A French headquartered telco that also has significant operations elsewhere in Europe, the UK being a key secondary market. European telcos have been one of the best performing sectors year-to-date, because that is a business where the regulatory regime had been quite averse in terms of really cracking down on things like roaming charges, etc. This really, really depressed things like return on capital, probably below costs of capital. Despite really attractive dividends, European telcos have been poor performing stocks until about the last 6 months, where regulatory winds seem to be changing in Europe. He can see how shares could continue to perform well. (See Top Picks.)
Not the type of name he invests in as a growth manager. But it pays a decent dividend. It is a good quality company. It is probably going to do well with interest rates being so low. This is a utility effectively. The competitive and regulatory environments are benign. It has not been the best place in the past 12 months, but he thinks it will have a bit of a recovery.

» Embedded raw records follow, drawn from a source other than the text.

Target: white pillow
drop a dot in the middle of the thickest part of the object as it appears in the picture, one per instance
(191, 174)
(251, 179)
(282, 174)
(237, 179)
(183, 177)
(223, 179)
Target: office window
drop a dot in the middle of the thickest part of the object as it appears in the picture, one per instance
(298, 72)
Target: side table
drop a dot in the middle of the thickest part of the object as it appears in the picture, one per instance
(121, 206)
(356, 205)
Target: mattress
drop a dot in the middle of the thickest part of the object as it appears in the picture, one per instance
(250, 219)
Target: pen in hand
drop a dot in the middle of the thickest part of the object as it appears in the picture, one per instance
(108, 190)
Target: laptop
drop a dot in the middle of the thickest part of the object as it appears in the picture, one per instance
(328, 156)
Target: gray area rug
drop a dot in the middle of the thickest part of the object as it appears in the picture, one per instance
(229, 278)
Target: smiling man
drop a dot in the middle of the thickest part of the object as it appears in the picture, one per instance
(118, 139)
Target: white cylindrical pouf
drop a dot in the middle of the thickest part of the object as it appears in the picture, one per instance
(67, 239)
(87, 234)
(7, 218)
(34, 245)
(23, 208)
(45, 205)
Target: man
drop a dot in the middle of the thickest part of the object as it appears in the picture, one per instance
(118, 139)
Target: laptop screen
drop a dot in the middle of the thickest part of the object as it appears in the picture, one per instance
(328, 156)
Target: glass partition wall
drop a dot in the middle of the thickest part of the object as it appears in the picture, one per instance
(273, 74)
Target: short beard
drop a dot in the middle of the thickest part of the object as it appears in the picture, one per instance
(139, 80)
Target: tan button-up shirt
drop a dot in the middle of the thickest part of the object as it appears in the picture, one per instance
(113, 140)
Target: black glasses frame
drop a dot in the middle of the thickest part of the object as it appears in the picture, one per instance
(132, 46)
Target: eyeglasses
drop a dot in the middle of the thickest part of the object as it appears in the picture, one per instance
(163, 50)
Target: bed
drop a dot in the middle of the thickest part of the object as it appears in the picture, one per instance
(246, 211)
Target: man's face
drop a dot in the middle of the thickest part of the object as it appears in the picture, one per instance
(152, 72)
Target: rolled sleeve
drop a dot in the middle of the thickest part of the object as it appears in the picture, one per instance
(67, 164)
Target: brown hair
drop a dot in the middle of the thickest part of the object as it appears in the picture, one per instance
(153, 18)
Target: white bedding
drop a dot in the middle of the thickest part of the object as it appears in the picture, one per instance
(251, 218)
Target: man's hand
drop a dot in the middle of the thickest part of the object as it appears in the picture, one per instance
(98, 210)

He thinks this can go to $27-$28 plus. This was formerly France Telecom and is the #1 player in France, which is very competitive. They are also Spain and Poland. It looks like they are selling off their EE operation that they hold with Deutsche Telekom, and it looks like they will get about $20 billion for this. If they are smart, they will use that to pay down some of their debt.
There have effectively been legislation changes throughout all of Europe. For 10 years prior to these changes, the regulators in the telecom sector wanted to drive down the costs of mobile phones. For the last 10 years, the telephone carriers had no capital to put into the fibre buildout, so the networks are lagging relative to North America. Regulation changes are going to allow them to increase their billings in order to build capital to cover fibre buildout. All of these companies are very interesting to look at right now.
Bought this a couple of years ago and has got about a double on it. He also has the dividends they pay. The only reason that he would think to sell it in 2015, is if it hit his target price of around $28, or if something went dramatically wrong with the company. A very competitive marketplace. They operate in France as well as Spain and a number of other countries. This is a leader in the field. He is happy to just sit and collect the dividends. 2.8% dividend yield.
On European telcos, he thinks the story is that the European regulators were trying to contain or depress the cost of having a mobile phone. They are now allowing rates to move higher, which will be a stimulus for moving wireless capX to be spent into the markets. Thinks the performance for them is going to be better. Likes the story, but prefers Vodafone. Dividend yield of 2.8%.
Although they cut the dividend, it still pays a fat dividend. It’s a leader in France and is in Spain and Poland and other countries. The competitive framework in France is very, very difficult over the past while. He doesn’t see that getting easier, but at least this one is a market leader. Feels that this could still double from where it is now.
(A Top Pick Aug 12/13. Up 60.86%.) He keeps riding this one higher. His Initial Sell Target is around $28. Revenues went down about 4% last quarter. Income has gone down, but they are still making money. There is a lot more competition in their space. France is the #1 market, but they are also in Spain and a number of other countries. Cut their dividend this year, and the stock price went up. He still sees a lot of upside.
The overall telecom sector in Europe is really suffering and there has not been a lot of consolidation in the European market. They need to see more consolidation. It’s a very high cap business and they get hurt because they have limits on their ability to have better pricing power. Stocks are not expensive, but you are better off in something else. There is a huge battle in France going on where there are smaller companies that are putting a lot of pricing pressure on the incumbents. They have to face a lot more CapX.